Le point commun, c’est le regroupement des forces des postiers des différents bureaux. Les bureaux de banlieue sont de petites concentrations : entre 20 et 80 personnes sauf exception. Un principe simple mais fondamental : en additionnant les forces, on a plus de chance de gagner sur ses propres revendications. La particularité c’est la participation de collègues ayant perdu leur emploi, des postiers pour nous injustement licenciés.À différentes étapes, le mouvement a impliqué différents métiers, ce qui est très rare à La Poste. Les guichetiers de Rueil-Jaurès, en grève deux jours début février et en manifestant avec les facteurs, ont obtenu le report de plus d’un an et demi de leur réorganisation. La plate-forme Colis de Gennevilliers a fait grève reconductible sur quelques jours au côté des facteurs.
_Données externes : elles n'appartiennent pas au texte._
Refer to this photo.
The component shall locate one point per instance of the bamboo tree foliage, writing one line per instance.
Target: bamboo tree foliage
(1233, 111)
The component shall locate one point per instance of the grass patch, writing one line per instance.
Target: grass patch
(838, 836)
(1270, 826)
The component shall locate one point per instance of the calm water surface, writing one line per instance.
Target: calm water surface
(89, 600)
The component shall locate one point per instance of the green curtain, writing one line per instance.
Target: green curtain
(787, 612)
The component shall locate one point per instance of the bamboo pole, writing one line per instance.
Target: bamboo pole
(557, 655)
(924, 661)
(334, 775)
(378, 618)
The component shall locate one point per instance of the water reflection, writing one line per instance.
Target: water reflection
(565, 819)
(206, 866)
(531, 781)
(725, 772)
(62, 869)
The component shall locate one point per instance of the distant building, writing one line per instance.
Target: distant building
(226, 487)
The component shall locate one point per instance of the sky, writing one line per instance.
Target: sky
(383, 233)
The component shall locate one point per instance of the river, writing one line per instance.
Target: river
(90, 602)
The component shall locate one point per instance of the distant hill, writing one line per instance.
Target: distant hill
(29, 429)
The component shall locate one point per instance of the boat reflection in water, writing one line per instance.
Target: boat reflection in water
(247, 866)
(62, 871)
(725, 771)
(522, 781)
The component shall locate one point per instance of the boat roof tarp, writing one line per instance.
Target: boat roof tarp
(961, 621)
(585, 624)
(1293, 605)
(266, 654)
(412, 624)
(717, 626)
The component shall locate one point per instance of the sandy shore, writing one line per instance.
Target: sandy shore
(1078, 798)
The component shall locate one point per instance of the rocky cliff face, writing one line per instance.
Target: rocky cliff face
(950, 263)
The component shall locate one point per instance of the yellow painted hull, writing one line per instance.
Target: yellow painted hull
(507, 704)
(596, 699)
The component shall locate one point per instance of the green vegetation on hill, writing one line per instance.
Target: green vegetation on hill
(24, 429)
Les facteurs de Carrières-sur-Seine et Montesson (78), en grève pendant deux semaines, ont participé à nos AG et actions. Notre grève qui tend à franchir les barrières traditionnelles entre les centres, entre les métiers, les départements, pose un problème à la direction.
Comment est structurée la lutte ?
Les AG de grévistes quotidiennes décident de la reconduction et de la stratégie de la grève. Chaque après-midi, un comité de grève d’une quinzaine de grévistes de chacun des bureaux organise l’application des décisions de l’AG et prépare la journée du lendemain. Cette organisation est à la fois démocratique, chacun peut peser sur les décisions et participer à leur mise en œuvre, et plus efficace car elle augmente les forces disponibles pour construire la grève. Une des faiblesses est l’absence de comité de soutien à la grève. Nous espérons qu’il se formera cette semaine.
L’attitude de la direction ?
En refusant de négocier sérieusement, elle prolonge le conflit, joue le pourrissement. Rien depuis le début sur les suppressions d’emplois, les tâches supplémentaires ou les salaires. Les grévistes ont proposé des compromis, comme le report de 2 ans des réorganisations. Mais pas de réponse de la direction… si ce n’est une procédure de licenciement à l’encontre de Gaël Quirante et Brahim Ibrahimi, représentants départementaux de SUD Activités postales 92 !Quelques avancées cependant : un des quatre contrats précaires vient d’être embauché en CDI, et un collègue de la PFC, dont la direction avait voté le licenciement, n’a finalement écopé « que » d’une mise à pied.
Quelles sont les perspectives immédiates ?
Des conflits isolés ont eu lieu cet derniers temps à La Poste ou sont encore en cours (à Antibes, à la Réunion, dans la région de Bordeaux…). Nous allons nous adresser aux postiers qui veulent en finir avec les suppressions d’emplois et les salaires de misère : pourquoi ne pas essayer de se regrouper et de mener des actions communes ? Et si l’occasion se présente, nous essaierons de tisser des liens avec les autres secteurs en lutte ou disponibles à la lutte : les enseignants du 92 et du 93, les intermittents, les entreprises touchées par des plans de licenciements comme La Redoute.